When fiscal multipliers are large, government spending cuts and tax hikes have a large adverse effect on output in the short run, and a small initial effect on the ratio of debt to GDP (Eyraud and Weber, 2013). Indeed, as GDP may initially decline by more than debt, it may lead to an initial increase in the debt-to-GDP ratio, something we have seen in a number of countries in this crisis. (All that is needed, for example, is a multiplier above 1 and the sum of the ratio of revenue-to-GDP and the debt-to-GDP ratio above 100 per cent).
Large multipliers do not necessarily affect the optimal timing of fiscal consolidation, however. If they remain just as large in the future, the adjustment will be as painful later. But, if they are larger now than later, this tilts the adjustment toward doing more later: Less pain now, less pain later. And there are at least three reasons to believe that multipliers are larger now (…)

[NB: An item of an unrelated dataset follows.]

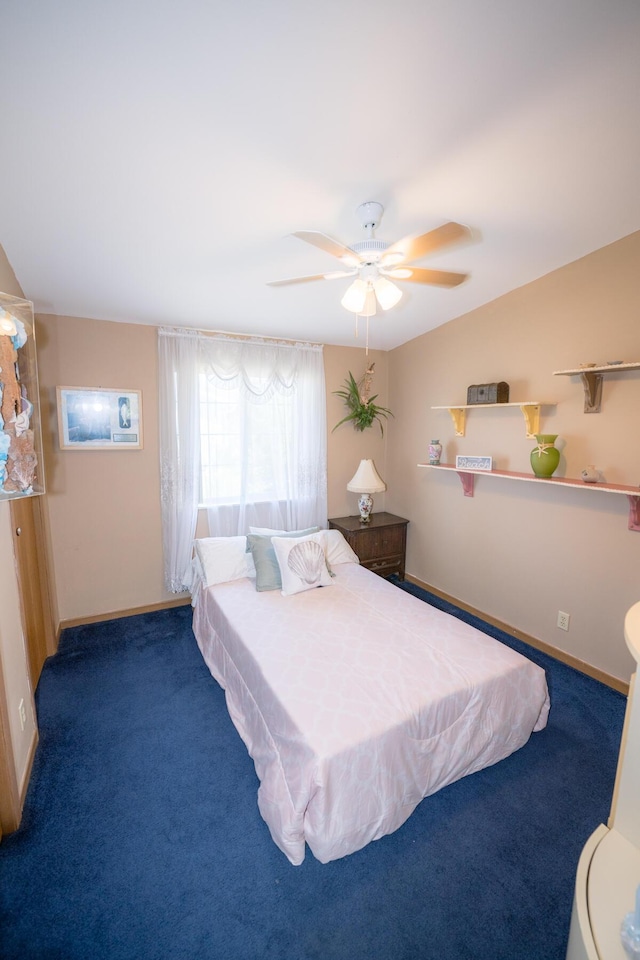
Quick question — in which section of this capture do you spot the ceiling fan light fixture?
[373,277,402,310]
[340,278,368,314]
[360,287,378,317]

A second argument in favour of backloading is that, when growth is low, the economy is more vulnerable to “stalling” and slipping into recession (Nailwaik, 2011, Sheets, 2011, and others). Tightening fiscal policy when growth is low is thus riskier than when growth is near normal. (A more accurate statement would probably replace “low growth” by “large output gap” as it is really the level of activity that matters here. But the literature has focused on growth rather than on the gap.)
In this sense, the large fiscal consolidation taking place in the United States this year is not as bad, given relatively strong private demand, as the same fiscal consolidation would be in countries where private demand is very weak (…)
A third argument in favor of backloading is that fiscal consolidation carries the risk of causing long-term economic damage through hysteresis effects. DeLong and Summers (2012) have argued that a process of “hysteresis” links the short-term cycle to the long-term trend, implying more persistent fiscal policy effects (…)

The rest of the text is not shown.